Nie 800, lecz 570 osób (10 proc. załogi) zostanie objętych programem restrukturyzacji zatrudnienia w Ruchu. Zwolnionych zostanie zatem o 30 proc. mniej pracowników, niż pierwotnie zakładano. Taką decyzję podjął zarząd kolportera po trwających ponad miesiąc konsultacjach ze związkami zawodowymi. Porozumienia nie udało się osiągnąć, dlatego zarząd sam zdecydował o rozmiarze redukcji zatrudnienia.
- Związki zawodowe domagały się obniżki liczby osób objętych programem zwolnień grupowych - mówi Dorota Dardzińska z działu komunikacji społecznej Ruchu. - Rozbieżność między ich oczekiwaniami a stanowiskiem zarządu była jednak na tyle duża, że osiągnięcie porozumienia okazało się niemożliwe, choć z pewnością wola kompromisu była po obydwu stronach - dodaje.

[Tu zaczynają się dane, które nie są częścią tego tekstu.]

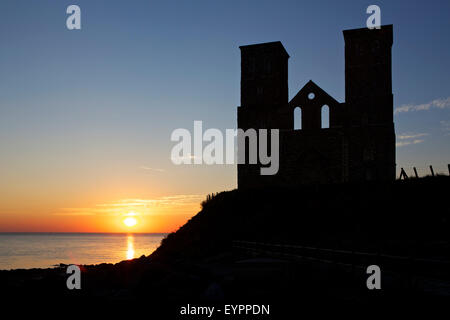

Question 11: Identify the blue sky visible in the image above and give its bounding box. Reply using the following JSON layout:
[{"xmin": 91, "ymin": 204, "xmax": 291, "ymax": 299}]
[{"xmin": 0, "ymin": 0, "xmax": 450, "ymax": 205}]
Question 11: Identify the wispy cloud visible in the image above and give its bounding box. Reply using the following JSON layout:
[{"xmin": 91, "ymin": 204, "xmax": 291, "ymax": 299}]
[
  {"xmin": 139, "ymin": 166, "xmax": 166, "ymax": 172},
  {"xmin": 395, "ymin": 133, "xmax": 429, "ymax": 147},
  {"xmin": 440, "ymin": 120, "xmax": 450, "ymax": 136},
  {"xmin": 394, "ymin": 97, "xmax": 450, "ymax": 114},
  {"xmin": 397, "ymin": 133, "xmax": 429, "ymax": 140},
  {"xmin": 395, "ymin": 139, "xmax": 424, "ymax": 147},
  {"xmin": 54, "ymin": 194, "xmax": 205, "ymax": 216}
]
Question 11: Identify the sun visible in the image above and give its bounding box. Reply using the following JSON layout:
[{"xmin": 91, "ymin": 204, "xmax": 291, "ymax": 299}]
[{"xmin": 123, "ymin": 217, "xmax": 137, "ymax": 227}]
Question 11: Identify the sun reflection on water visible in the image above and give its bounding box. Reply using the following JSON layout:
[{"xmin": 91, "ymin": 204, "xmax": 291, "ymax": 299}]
[{"xmin": 127, "ymin": 234, "xmax": 134, "ymax": 260}]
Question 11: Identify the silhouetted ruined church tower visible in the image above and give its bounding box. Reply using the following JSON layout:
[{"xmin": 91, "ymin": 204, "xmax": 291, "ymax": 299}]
[{"xmin": 238, "ymin": 25, "xmax": 395, "ymax": 188}]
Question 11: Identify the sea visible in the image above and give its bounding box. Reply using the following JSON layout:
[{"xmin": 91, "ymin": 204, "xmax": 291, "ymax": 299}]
[{"xmin": 0, "ymin": 233, "xmax": 167, "ymax": 270}]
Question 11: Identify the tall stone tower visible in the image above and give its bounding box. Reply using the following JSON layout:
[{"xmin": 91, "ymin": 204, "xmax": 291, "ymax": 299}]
[
  {"xmin": 237, "ymin": 25, "xmax": 395, "ymax": 188},
  {"xmin": 343, "ymin": 25, "xmax": 395, "ymax": 180}
]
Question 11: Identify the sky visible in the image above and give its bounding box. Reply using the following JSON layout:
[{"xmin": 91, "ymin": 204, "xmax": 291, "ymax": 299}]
[{"xmin": 0, "ymin": 0, "xmax": 450, "ymax": 232}]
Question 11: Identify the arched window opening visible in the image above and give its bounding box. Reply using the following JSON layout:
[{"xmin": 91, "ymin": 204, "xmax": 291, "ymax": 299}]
[
  {"xmin": 322, "ymin": 105, "xmax": 330, "ymax": 129},
  {"xmin": 294, "ymin": 107, "xmax": 302, "ymax": 130}
]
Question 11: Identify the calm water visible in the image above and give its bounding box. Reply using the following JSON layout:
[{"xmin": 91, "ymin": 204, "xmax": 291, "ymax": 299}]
[{"xmin": 0, "ymin": 233, "xmax": 166, "ymax": 270}]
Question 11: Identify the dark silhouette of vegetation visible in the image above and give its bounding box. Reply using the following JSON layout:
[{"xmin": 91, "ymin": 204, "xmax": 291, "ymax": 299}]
[{"xmin": 0, "ymin": 176, "xmax": 450, "ymax": 312}]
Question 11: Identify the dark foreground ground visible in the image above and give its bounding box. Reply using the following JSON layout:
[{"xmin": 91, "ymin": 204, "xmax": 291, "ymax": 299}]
[{"xmin": 0, "ymin": 177, "xmax": 450, "ymax": 319}]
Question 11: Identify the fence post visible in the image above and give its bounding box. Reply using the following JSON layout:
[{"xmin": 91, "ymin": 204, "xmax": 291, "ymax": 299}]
[{"xmin": 400, "ymin": 168, "xmax": 408, "ymax": 180}]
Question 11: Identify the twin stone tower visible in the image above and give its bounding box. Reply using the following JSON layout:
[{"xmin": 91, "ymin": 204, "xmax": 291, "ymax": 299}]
[{"xmin": 237, "ymin": 25, "xmax": 395, "ymax": 188}]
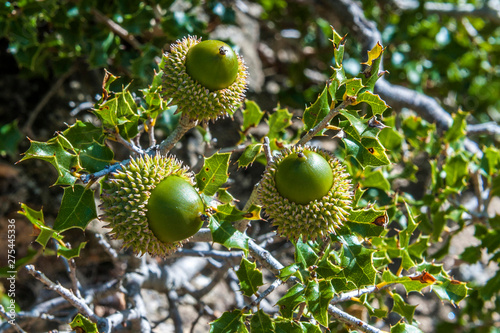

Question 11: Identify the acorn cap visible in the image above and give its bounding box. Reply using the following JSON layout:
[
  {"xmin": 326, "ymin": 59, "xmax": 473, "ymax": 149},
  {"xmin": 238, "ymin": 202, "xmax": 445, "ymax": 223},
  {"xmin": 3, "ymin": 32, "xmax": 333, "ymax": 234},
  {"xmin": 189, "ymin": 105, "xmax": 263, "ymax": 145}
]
[
  {"xmin": 257, "ymin": 146, "xmax": 353, "ymax": 241},
  {"xmin": 100, "ymin": 155, "xmax": 201, "ymax": 257},
  {"xmin": 159, "ymin": 36, "xmax": 248, "ymax": 121}
]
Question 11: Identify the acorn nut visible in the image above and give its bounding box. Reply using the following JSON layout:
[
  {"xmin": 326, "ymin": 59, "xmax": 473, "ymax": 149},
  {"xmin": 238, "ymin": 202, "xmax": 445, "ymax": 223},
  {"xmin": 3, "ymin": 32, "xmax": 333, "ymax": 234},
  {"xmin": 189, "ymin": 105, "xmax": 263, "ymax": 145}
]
[
  {"xmin": 159, "ymin": 36, "xmax": 248, "ymax": 121},
  {"xmin": 101, "ymin": 155, "xmax": 205, "ymax": 257},
  {"xmin": 186, "ymin": 40, "xmax": 238, "ymax": 91},
  {"xmin": 257, "ymin": 146, "xmax": 353, "ymax": 241}
]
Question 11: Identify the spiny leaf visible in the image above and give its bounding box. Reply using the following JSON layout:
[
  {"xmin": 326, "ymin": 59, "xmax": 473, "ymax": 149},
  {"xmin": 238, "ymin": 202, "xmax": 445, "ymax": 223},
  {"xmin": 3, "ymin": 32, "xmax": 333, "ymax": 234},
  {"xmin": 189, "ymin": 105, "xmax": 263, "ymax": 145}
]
[
  {"xmin": 334, "ymin": 234, "xmax": 377, "ymax": 288},
  {"xmin": 18, "ymin": 203, "xmax": 62, "ymax": 248},
  {"xmin": 69, "ymin": 313, "xmax": 99, "ymax": 333},
  {"xmin": 238, "ymin": 143, "xmax": 263, "ymax": 168},
  {"xmin": 241, "ymin": 100, "xmax": 264, "ymax": 132},
  {"xmin": 392, "ymin": 293, "xmax": 417, "ymax": 324},
  {"xmin": 267, "ymin": 105, "xmax": 292, "ymax": 139},
  {"xmin": 0, "ymin": 120, "xmax": 23, "ymax": 157},
  {"xmin": 353, "ymin": 91, "xmax": 389, "ymax": 115},
  {"xmin": 54, "ymin": 185, "xmax": 97, "ymax": 232},
  {"xmin": 276, "ymin": 283, "xmax": 306, "ymax": 319},
  {"xmin": 236, "ymin": 258, "xmax": 264, "ymax": 296},
  {"xmin": 346, "ymin": 207, "xmax": 388, "ymax": 237},
  {"xmin": 19, "ymin": 136, "xmax": 82, "ymax": 185},
  {"xmin": 210, "ymin": 310, "xmax": 248, "ymax": 333},
  {"xmin": 250, "ymin": 309, "xmax": 275, "ymax": 333},
  {"xmin": 196, "ymin": 153, "xmax": 231, "ymax": 196},
  {"xmin": 305, "ymin": 280, "xmax": 334, "ymax": 327},
  {"xmin": 208, "ymin": 216, "xmax": 249, "ymax": 251},
  {"xmin": 340, "ymin": 111, "xmax": 390, "ymax": 167},
  {"xmin": 295, "ymin": 239, "xmax": 318, "ymax": 269},
  {"xmin": 302, "ymin": 85, "xmax": 330, "ymax": 134},
  {"xmin": 57, "ymin": 242, "xmax": 87, "ymax": 260}
]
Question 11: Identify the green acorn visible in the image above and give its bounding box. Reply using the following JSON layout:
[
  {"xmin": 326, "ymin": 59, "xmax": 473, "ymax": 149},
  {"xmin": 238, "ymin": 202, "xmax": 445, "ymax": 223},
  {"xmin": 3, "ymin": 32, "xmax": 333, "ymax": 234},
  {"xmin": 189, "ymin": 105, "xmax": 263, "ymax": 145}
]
[
  {"xmin": 258, "ymin": 146, "xmax": 353, "ymax": 240},
  {"xmin": 160, "ymin": 36, "xmax": 248, "ymax": 121},
  {"xmin": 101, "ymin": 155, "xmax": 205, "ymax": 257}
]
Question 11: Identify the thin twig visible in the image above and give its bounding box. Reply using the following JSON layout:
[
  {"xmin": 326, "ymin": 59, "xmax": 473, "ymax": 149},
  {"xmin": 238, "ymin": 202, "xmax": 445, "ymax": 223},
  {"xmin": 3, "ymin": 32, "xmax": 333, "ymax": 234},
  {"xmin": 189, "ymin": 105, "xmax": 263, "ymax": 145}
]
[
  {"xmin": 0, "ymin": 304, "xmax": 26, "ymax": 333},
  {"xmin": 297, "ymin": 99, "xmax": 352, "ymax": 145},
  {"xmin": 328, "ymin": 304, "xmax": 384, "ymax": 333},
  {"xmin": 25, "ymin": 265, "xmax": 101, "ymax": 323},
  {"xmin": 159, "ymin": 114, "xmax": 198, "ymax": 155}
]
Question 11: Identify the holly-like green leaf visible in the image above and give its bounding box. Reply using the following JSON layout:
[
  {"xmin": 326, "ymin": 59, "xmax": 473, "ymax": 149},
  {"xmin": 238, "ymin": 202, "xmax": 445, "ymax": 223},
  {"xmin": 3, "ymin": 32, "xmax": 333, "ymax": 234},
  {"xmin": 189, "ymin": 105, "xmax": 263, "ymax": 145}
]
[
  {"xmin": 392, "ymin": 293, "xmax": 417, "ymax": 324},
  {"xmin": 62, "ymin": 120, "xmax": 114, "ymax": 173},
  {"xmin": 196, "ymin": 153, "xmax": 231, "ymax": 196},
  {"xmin": 69, "ymin": 313, "xmax": 99, "ymax": 333},
  {"xmin": 391, "ymin": 323, "xmax": 423, "ymax": 333},
  {"xmin": 353, "ymin": 91, "xmax": 389, "ymax": 115},
  {"xmin": 57, "ymin": 242, "xmax": 87, "ymax": 260},
  {"xmin": 274, "ymin": 318, "xmax": 322, "ymax": 333},
  {"xmin": 279, "ymin": 263, "xmax": 302, "ymax": 281},
  {"xmin": 346, "ymin": 207, "xmax": 388, "ymax": 237},
  {"xmin": 54, "ymin": 185, "xmax": 97, "ymax": 232},
  {"xmin": 444, "ymin": 111, "xmax": 469, "ymax": 143},
  {"xmin": 238, "ymin": 143, "xmax": 263, "ymax": 168},
  {"xmin": 336, "ymin": 235, "xmax": 377, "ymax": 290},
  {"xmin": 305, "ymin": 280, "xmax": 334, "ymax": 327},
  {"xmin": 267, "ymin": 105, "xmax": 292, "ymax": 139},
  {"xmin": 0, "ymin": 120, "xmax": 23, "ymax": 157},
  {"xmin": 443, "ymin": 153, "xmax": 469, "ymax": 191},
  {"xmin": 18, "ymin": 203, "xmax": 62, "ymax": 248},
  {"xmin": 361, "ymin": 169, "xmax": 391, "ymax": 192},
  {"xmin": 302, "ymin": 85, "xmax": 330, "ymax": 135},
  {"xmin": 241, "ymin": 100, "xmax": 264, "ymax": 132},
  {"xmin": 236, "ymin": 258, "xmax": 264, "ymax": 296},
  {"xmin": 19, "ymin": 136, "xmax": 81, "ymax": 185},
  {"xmin": 481, "ymin": 147, "xmax": 500, "ymax": 176},
  {"xmin": 276, "ymin": 283, "xmax": 306, "ymax": 318},
  {"xmin": 210, "ymin": 310, "xmax": 248, "ymax": 333},
  {"xmin": 382, "ymin": 270, "xmax": 435, "ymax": 293},
  {"xmin": 344, "ymin": 78, "xmax": 364, "ymax": 100},
  {"xmin": 208, "ymin": 216, "xmax": 249, "ymax": 251},
  {"xmin": 340, "ymin": 111, "xmax": 390, "ymax": 167},
  {"xmin": 295, "ymin": 239, "xmax": 319, "ymax": 269},
  {"xmin": 250, "ymin": 309, "xmax": 275, "ymax": 333}
]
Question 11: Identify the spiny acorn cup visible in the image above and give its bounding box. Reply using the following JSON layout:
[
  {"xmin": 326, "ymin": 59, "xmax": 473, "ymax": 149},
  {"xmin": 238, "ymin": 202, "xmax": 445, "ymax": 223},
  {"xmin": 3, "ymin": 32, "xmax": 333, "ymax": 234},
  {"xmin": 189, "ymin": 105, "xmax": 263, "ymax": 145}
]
[
  {"xmin": 101, "ymin": 155, "xmax": 205, "ymax": 257},
  {"xmin": 159, "ymin": 36, "xmax": 248, "ymax": 121},
  {"xmin": 258, "ymin": 146, "xmax": 353, "ymax": 240}
]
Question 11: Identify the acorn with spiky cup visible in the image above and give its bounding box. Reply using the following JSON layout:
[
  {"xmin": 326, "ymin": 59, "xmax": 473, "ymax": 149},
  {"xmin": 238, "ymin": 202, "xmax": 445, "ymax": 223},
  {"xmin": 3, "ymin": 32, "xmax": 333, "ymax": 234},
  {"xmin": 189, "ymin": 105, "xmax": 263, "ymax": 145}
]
[
  {"xmin": 258, "ymin": 146, "xmax": 352, "ymax": 240},
  {"xmin": 101, "ymin": 155, "xmax": 205, "ymax": 257},
  {"xmin": 160, "ymin": 36, "xmax": 248, "ymax": 121}
]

Pierwsze wypowiedzenia trafią do pracowników 25 września. Realizacja programu ma przynieść 2,2 mln zł oszczędności miesięcznie od początku listopada. Początkowo przewidywano, że spółka zaoszczędzi 2,7 mln zł od początku października. Negocjacje ze związkami zawodowymi opóźniły jednak rozpoczęcie realizacji programu.
W najbliższym czasie spółka sporządzi imienną listę osób, które zostaną objęte zwolnieniami grupowymi. Z naszych nieoficjalnych informacji wynika, że najwięcej zwolnionych będzie z grona tzw. pracowników pomocniczych (back office). Będą oni stanowili około 60 proc. osób, które stracą pracę. Po około 10 proc. będą zaś stanowili pracownicy merytoryczni, kierownicy oraz pracownicy obsługi.
Wczoraj walory Ruchu potaniały o 3,1 proc., do 12,4 zł.